You can also better cope with the symptoms of stress by strengthening your physical health.
- Set aside relaxation time. Relaxation techniques such as yoga, meditation, and deep breathing activate the body’s relaxation response, a state of restfulness that is the opposite of the stress response.
- Exercise regularly. Physical activity plays a key role in reducing and preventing the effects of stress. Nothing beats aerobic exercise for releasing pent-up stress and tension.
- Eat a healthy diet. Well-nourished bodies are better prepared to cope with stress. Start your day with a healthy breakfast, reduce your caffeine and sugar intake, and cut back on alcohol and nicotine.
- Get plenty of sleep.

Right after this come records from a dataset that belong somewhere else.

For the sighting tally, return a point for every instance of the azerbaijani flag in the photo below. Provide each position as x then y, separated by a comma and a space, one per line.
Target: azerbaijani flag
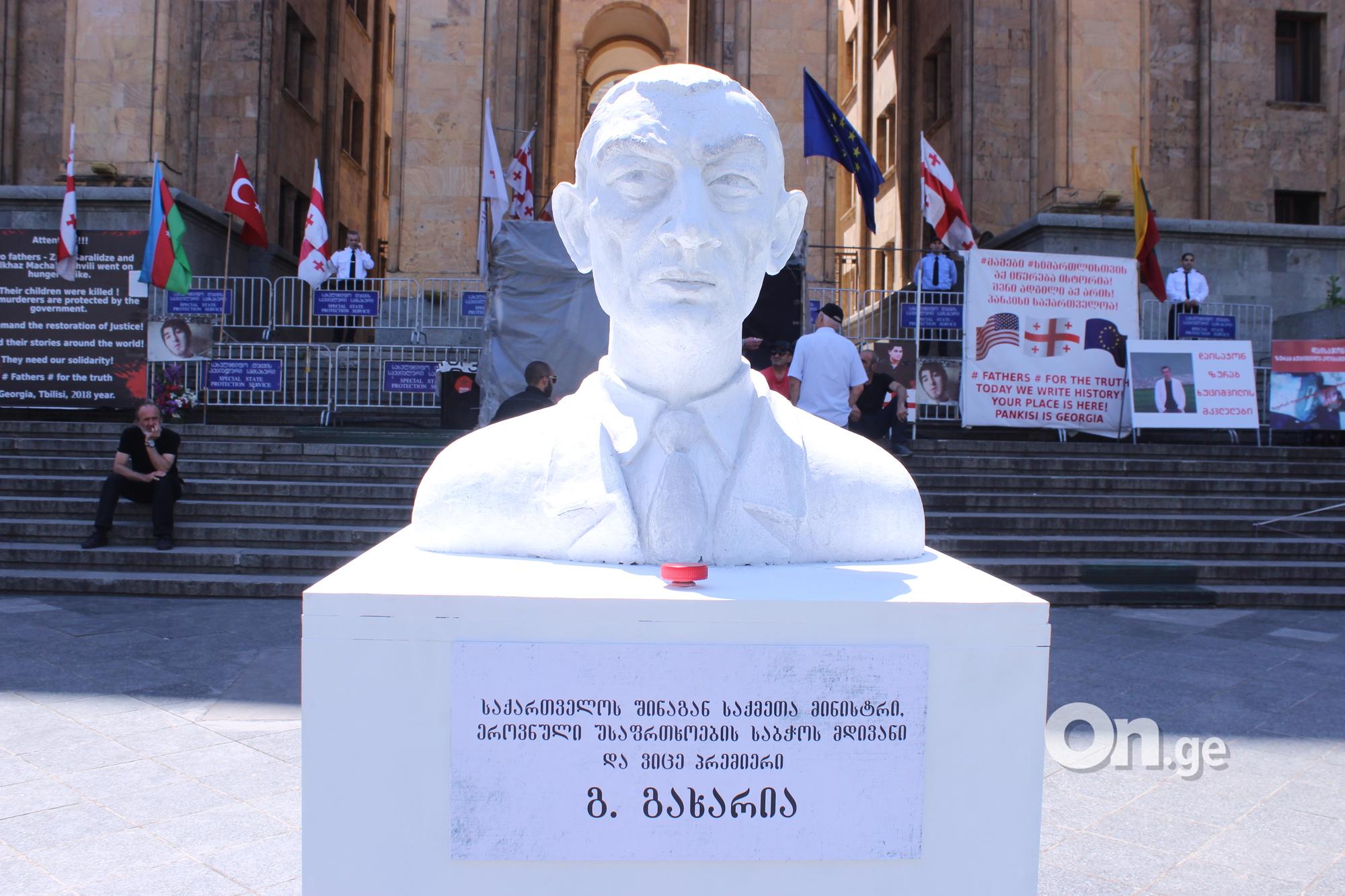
166, 260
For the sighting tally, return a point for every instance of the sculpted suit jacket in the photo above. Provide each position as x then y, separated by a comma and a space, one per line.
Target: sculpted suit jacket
552, 485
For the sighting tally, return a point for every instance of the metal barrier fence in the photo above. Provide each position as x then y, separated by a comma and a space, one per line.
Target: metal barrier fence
1256, 323
251, 306
399, 306
442, 306
360, 381
306, 377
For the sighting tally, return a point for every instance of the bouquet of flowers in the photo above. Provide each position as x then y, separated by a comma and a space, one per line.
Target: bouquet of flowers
171, 395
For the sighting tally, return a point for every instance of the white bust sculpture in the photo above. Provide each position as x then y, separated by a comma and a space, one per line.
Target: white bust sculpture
675, 450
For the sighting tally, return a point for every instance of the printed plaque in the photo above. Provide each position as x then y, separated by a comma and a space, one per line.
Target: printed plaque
697, 752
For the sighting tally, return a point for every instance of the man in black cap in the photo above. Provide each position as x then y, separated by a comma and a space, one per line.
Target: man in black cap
146, 471
778, 373
827, 376
537, 396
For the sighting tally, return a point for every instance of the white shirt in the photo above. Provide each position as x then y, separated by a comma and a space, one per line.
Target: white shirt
724, 413
1179, 280
1161, 396
827, 366
341, 264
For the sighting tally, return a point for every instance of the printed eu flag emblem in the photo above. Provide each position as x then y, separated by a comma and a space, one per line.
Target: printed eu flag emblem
1104, 334
828, 132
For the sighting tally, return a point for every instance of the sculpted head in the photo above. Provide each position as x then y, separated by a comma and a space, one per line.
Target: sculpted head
679, 204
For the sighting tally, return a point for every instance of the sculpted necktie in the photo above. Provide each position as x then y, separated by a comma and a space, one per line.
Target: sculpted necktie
676, 526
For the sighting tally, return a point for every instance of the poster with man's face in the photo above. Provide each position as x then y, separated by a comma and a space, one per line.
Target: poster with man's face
938, 382
898, 360
180, 339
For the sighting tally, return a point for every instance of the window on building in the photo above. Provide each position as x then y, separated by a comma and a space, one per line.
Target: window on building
388, 165
1299, 208
886, 138
353, 124
887, 21
938, 83
301, 60
883, 267
1299, 57
294, 216
361, 10
851, 68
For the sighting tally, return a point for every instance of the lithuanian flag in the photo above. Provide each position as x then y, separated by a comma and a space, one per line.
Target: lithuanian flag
1147, 236
166, 260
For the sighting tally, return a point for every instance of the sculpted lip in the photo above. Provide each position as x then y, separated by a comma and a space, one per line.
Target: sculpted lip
681, 279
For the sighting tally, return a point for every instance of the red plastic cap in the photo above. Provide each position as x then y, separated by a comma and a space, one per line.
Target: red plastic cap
684, 575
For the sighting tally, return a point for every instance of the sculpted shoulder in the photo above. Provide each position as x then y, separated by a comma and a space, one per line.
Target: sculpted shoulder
863, 503
486, 482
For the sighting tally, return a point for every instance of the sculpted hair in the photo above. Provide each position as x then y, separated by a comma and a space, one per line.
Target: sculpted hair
664, 80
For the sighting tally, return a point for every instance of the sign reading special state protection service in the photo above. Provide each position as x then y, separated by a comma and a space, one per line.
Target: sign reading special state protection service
696, 752
1207, 327
361, 303
1046, 341
1192, 385
411, 376
247, 376
202, 302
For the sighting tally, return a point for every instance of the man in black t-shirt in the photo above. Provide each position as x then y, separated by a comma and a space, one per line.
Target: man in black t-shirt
882, 408
146, 471
540, 380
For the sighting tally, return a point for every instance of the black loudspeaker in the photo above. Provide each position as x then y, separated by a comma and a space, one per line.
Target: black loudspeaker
459, 400
778, 314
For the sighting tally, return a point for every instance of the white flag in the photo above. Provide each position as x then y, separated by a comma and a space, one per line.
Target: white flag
68, 248
520, 178
314, 261
944, 206
494, 197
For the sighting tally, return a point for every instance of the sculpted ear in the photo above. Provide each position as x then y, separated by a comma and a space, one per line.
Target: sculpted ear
568, 212
785, 231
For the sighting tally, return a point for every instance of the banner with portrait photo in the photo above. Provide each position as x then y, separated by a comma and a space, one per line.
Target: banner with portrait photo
1192, 385
177, 339
1307, 384
938, 381
1046, 341
72, 345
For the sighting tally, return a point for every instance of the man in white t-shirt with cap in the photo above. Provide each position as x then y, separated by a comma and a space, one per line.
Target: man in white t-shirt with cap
827, 376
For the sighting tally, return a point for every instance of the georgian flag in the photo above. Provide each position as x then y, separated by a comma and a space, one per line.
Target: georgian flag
314, 263
520, 179
942, 201
68, 248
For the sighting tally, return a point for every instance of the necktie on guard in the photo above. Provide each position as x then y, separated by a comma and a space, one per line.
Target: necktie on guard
676, 525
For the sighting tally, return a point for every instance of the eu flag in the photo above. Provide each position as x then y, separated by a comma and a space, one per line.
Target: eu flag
1104, 334
827, 132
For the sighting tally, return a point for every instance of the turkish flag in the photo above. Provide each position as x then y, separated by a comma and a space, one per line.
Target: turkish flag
243, 202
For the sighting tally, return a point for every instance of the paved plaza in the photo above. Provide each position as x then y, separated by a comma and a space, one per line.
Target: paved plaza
151, 745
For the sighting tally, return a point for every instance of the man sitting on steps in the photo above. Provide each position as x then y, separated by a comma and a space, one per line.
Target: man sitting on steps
146, 471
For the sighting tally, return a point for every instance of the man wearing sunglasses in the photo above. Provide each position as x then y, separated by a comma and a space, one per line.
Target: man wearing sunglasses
537, 396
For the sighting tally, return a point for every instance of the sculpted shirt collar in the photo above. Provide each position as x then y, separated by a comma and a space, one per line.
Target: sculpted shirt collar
726, 412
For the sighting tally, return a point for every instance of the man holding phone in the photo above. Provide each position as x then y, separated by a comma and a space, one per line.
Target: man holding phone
146, 471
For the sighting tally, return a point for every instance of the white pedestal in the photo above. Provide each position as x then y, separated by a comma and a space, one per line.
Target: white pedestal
377, 680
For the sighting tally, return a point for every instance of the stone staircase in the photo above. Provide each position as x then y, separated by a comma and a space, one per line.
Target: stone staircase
270, 510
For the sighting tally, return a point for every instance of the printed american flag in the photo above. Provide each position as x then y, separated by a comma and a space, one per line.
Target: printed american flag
1000, 330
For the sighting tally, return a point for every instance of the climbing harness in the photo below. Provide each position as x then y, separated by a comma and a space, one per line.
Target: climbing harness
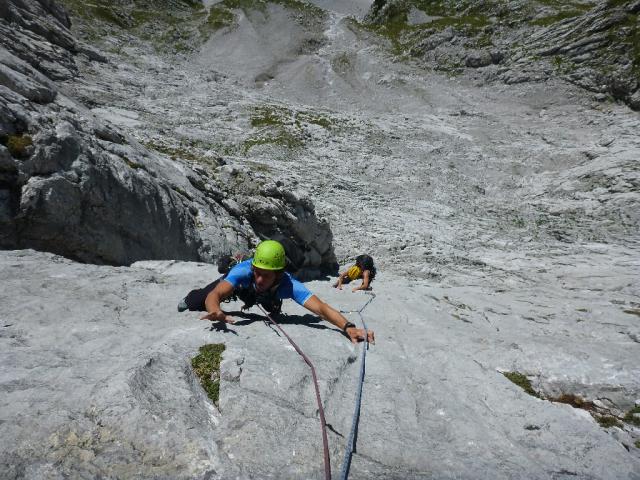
323, 424
356, 414
346, 462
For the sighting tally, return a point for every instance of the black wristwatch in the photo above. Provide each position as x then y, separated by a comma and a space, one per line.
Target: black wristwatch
348, 325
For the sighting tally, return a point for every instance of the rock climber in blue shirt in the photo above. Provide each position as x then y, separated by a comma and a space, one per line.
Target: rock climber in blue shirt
262, 280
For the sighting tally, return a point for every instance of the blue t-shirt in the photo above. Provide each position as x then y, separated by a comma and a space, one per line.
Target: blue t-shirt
242, 276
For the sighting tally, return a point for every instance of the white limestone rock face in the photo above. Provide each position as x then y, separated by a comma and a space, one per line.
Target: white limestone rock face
74, 185
97, 382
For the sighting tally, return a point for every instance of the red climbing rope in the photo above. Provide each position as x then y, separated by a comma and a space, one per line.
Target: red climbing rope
325, 442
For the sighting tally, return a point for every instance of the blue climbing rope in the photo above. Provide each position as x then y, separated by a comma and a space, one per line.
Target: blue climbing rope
346, 462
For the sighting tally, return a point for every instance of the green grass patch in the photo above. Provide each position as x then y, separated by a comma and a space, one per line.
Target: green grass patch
18, 145
522, 381
631, 418
558, 17
206, 366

Feeling tired can increase stress by causing you to think irrationally. Keep your cool by getting a good night’s sleep.
Take a 5-step program to relieve stress and bring your life into balance
Sometimes stress management isn’t enough. If you feel overwhelmed by stress but can’t seem to follow through with a stress management program, you may need extra help. Helpguide’s free online programcan help you relieve stress and replace old emotional habits with healthier ways of thinking, feeling, behaving, and relating to others.
As well as learning why emotional intelligence is so important to your physical and emotional health, you’ll also learn two core skills for reducing overwhelming stress: quick stress relief and emotional connection.
- Quick stress relief. The best way to reduce stress quickly and reliably is by using your senses—what you see, hear, smell, taste, and touch—or through movement. By viewing a favorite photo, smelling a specific scent, listening to a favorite piece of music, tasting a piece of gum, or hugging a pet, for example, you can quickly relax and focus yourself. Of course, not everyone responds to each sensory experience in the same way. Something that relaxes one person may do nothing but irritate someone else. The key is to experiment with your senses and discover the sensory experiences that work best for you.
- Emotional connection. Nothing contributes more to chronic stress than emotional disconnection from ourselves and others. Understanding the influence emotions have on your thoughts and actions is vital to managing stress. Life doesn’t have to feel like a rollercoaster ride with extreme ups and downs. Once you’re aware of your emotions, even the painful ones you normally try to avoid or bottle up, the easier it is to understand your own motivations, stop saying or doing things you later regret, gain renewed energy, and smooth out the ride.
Once you’ve mastered these core skills you’ll have the confidence to face stressful challenges, knowing that you’ll always be able to rapidly bring yourself back into balance.